Macroeconomic Objectives: Achieving Full Employment and Price Stability
Macroeconomic Objectives: Balance and Changes
The set of macroeconomic objectives can be summarized in one: to achieve full employment with price stability and more efficient.
Factors Affecting the Economy
- Internal Market Forces: Changes in population, consumer behavior, investment, and technological innovation.
 - External Perturbations: Events that happen around us and influence the government.
 - Government Action: Directing and controlling the economy through fiscal and monetary policy.
 
Objectives of a Macro Economy
- GDP Growth
 - Full Employment
 - Price Stability
 - Foreign Equilibrium
 
Consumption
Consumption is the total expenditure incurred by families on goods and services in a given period. This includes both durable goods (cars) and non-durables (food, travel, etc.), but excludes the purchase of housing, which is considered a capital expenditure.
Factors of Consumption
- Disposable Income of Families: Higher income leads to more consumption. Permanent income (averaged over a lifetime) is also important.
 - Interest Rates and Credit Facilities: Higher interest rates lead to lower consumption.
 - Life Cycle: The young and elderly are more likely to spend their income than middle-aged individuals.
 
Volume of Consumption in the Economy
Two-thirds of GDP is consumed. Changes in consumption can cause imbalances that affect the whole economy.
Indicators of Consumption Evolution
- Expectations of household spending
 - Car registrations
 - Sales in large areas (supermarkets and large stores)

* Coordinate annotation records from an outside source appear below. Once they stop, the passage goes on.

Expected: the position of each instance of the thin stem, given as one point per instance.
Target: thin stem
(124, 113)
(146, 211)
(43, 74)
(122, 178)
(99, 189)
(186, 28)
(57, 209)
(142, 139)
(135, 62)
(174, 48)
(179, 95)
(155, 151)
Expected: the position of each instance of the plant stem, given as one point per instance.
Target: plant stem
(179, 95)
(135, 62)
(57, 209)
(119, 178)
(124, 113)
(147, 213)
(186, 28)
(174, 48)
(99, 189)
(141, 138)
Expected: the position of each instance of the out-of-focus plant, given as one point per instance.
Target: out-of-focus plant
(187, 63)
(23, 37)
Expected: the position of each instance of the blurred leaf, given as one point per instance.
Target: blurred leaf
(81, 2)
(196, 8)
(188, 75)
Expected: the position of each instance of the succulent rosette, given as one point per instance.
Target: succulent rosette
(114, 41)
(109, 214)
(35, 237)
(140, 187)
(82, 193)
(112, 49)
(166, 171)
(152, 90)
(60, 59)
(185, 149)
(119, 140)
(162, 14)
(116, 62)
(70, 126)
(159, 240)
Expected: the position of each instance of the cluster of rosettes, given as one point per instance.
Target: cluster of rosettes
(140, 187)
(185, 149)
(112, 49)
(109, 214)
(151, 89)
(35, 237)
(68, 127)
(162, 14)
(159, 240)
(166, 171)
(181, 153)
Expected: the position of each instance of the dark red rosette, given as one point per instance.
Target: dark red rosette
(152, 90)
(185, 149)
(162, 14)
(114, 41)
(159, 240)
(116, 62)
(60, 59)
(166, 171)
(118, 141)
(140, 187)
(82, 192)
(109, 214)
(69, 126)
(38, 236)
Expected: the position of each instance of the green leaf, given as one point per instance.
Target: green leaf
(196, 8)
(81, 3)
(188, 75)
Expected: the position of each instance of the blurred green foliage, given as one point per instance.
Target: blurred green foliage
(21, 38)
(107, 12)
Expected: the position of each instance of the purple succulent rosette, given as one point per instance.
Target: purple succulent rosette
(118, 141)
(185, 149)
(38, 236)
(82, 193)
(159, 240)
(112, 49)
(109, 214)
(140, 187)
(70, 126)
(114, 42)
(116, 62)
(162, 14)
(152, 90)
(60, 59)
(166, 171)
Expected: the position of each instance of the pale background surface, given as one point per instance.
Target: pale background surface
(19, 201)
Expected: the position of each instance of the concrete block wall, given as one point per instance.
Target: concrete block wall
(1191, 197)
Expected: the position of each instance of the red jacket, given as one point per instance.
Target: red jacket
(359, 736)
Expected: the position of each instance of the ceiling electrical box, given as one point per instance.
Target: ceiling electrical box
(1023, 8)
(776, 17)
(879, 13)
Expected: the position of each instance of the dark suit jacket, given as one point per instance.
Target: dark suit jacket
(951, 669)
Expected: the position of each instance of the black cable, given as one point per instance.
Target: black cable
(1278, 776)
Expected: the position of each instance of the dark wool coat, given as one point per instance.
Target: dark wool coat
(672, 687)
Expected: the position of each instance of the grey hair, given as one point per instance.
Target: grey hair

 - Other indicators: gasoline consumption, retail sales, consumer goods imports
 
Confidence in the future is a key determinant of consumption.
Economic Investments
Economic investments involve the acquisition of goods and production to produce other goods. Investment costs are key to future growth and consist of:
- Investment in plant and equipment
 - Construction of housing for family use
 
The sum of both components is the gross fixed capital formation, which is 20% of the GDP.
Types of Economic Investment
- Replacement Investment: Replacing machinery or equipment that is obsolete.
 - Expansion Investment: New equipment to increase production.
 
The relationship with investment costs is that if households do not consume, companies do not invest, leading to economic stagnation.
Factors Affecting Investment
- Interest Rates: Higher interest rates make loans more expensive, reducing investment.
 - Capacity Utilization: If a company is not using its full capacity, there is no reason to invest.
 - Confidence in the Future: Expectations about future demand and economic conditions.